Infections caused by Candida spp. are the major cause of morbidity and mortality among seriously ill patients. Prior colonization with Candida spp. has been regarded as an essential step for the development of invasive disease [10, 23]. The colonization index could be helpful in predicting risk of developing systemic infection in critically ill patients, and thus, may offer opportunities for early therapeutic or prophylactic interventions [6, 10]. In the present study, although 11 of 35 (31%) patients were colonized with Candida spp. At ≥3 sites, none of them, despite being leukemic, developed candidemia or invasive candidiasis. Two patients with ALL who subsequently developed candidemia due to C. tropicalis were colonized at two sites with two different Candida spp. (C. albicans with C. tropicalis or C. dubliniensis with C. tropicalis) and their serum samples also yielded positive results for C. tropicalis DNA, mannan and BDG. Recently, Leon et al.  conducted a prospective observational study in a cohort of non-neutropenic patients to assess the value of "Candida score" for the probability of developing invasive candidiasis. Since invasive candidiasis occurred only in <5% of patients who had Candida colonization score of <3, the likelihood of developing invasive candidiasis in such patients was considered very low.

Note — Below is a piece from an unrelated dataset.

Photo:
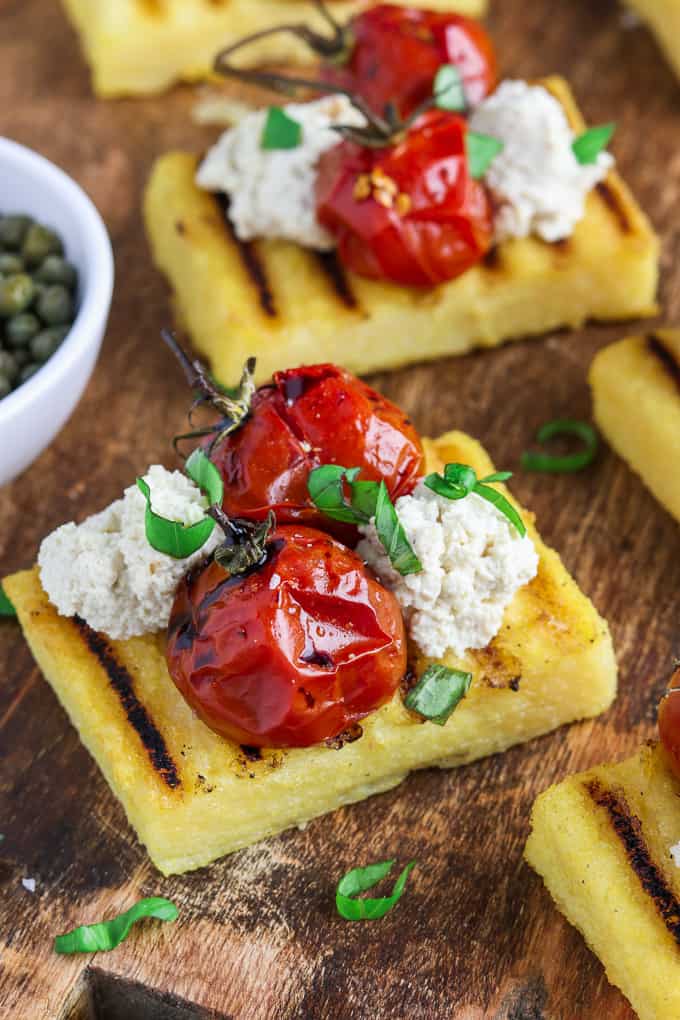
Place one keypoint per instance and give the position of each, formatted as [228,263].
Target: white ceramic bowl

Since early diagnosis of invasive candidiasis is challenging, the role of surrogate markers, such as Candida species-specific DNA, mannan, and BDG in predicting the onset of invasive candidiasis has attracted considerable attention [13, 24]. None of the colonized patients in the present study were found positive for Candida mannan or Candida DNA. However, BDG levels were positive in eight serum samples from six patients with values ranging from 82 pg/ml to 141 pg/ml. These observations are generally in agreement with previous studies showing that patients colonized at single or multiple sites yield BDG levels below the cut-off value recommended by the manufacturer [12, 25–27]. The BDG levels above the cut-off values (80 pg/ml) in 6 of 20 (30%) colonized pediatric cancer patients in our study may either result from absorption of BDG through the gut due to mucositis  or due to contamination with cellulose , gauze , bacterial sepsis [30, 31] or intravenous therapy with amoxicillin-calvulanic acid in these subjects . Despite the above limitations of the test, several studies have used BDG monitoring to identify patients at risk of developing invasive candidiasis to improve therapeutic outcome [25, 33, 34]. A wide range of sensitivities and specificities have been obtained in different study populations [25, 34, 35], probably due to use of different cut-off values for a positive BDG test or due to use of different brand of kits that may react differently to BDG present in the clinical samples [36, 37]. Unlike BDG, Candida mannan levels in serum seem to be less susceptible to the extent of Candida colonization. As stated above, none of our colonized patient was found to have positive serum levels (>0.5 ng/ml) for Candida mannan (mean 0.16 ± 0.04 ng/ml). In two patients who had Candida mannan in the intermediate range (0.308 and 0.287 ng/ml), sera were negative for BDG as well as Candida DNA. These findings are in conformity with the results of previous studies [12, 14].
The normal BDG values in healthy pediatric population are not yet established. In a preliminary study, Brian Smith et al.  estimated BDG levels in serum samples from 120 non-immunocompromised children (0.5 to 18 year-old) and found higher levels (mean 68 ± 128 pg/ml) than those reported earlier in adult population [25, 35]. A noteworthy observation of this study was that 18 of 120 (15%) children had BDG levels >80 pg/ml and 8 of 120 (7%) had BDG levels between 60-79 pg/ml . Thus, higher BDG levels in a minority (6 of 20, 30%) of pediatric cancer patients in our study is consistent with the BDG data reported by Brian Smith et al. . These observations warrant further studies in pediatric population for establishing BDG cut-off values for a positive test to validate the diagnostic utility of this marker for invasive fungal infections.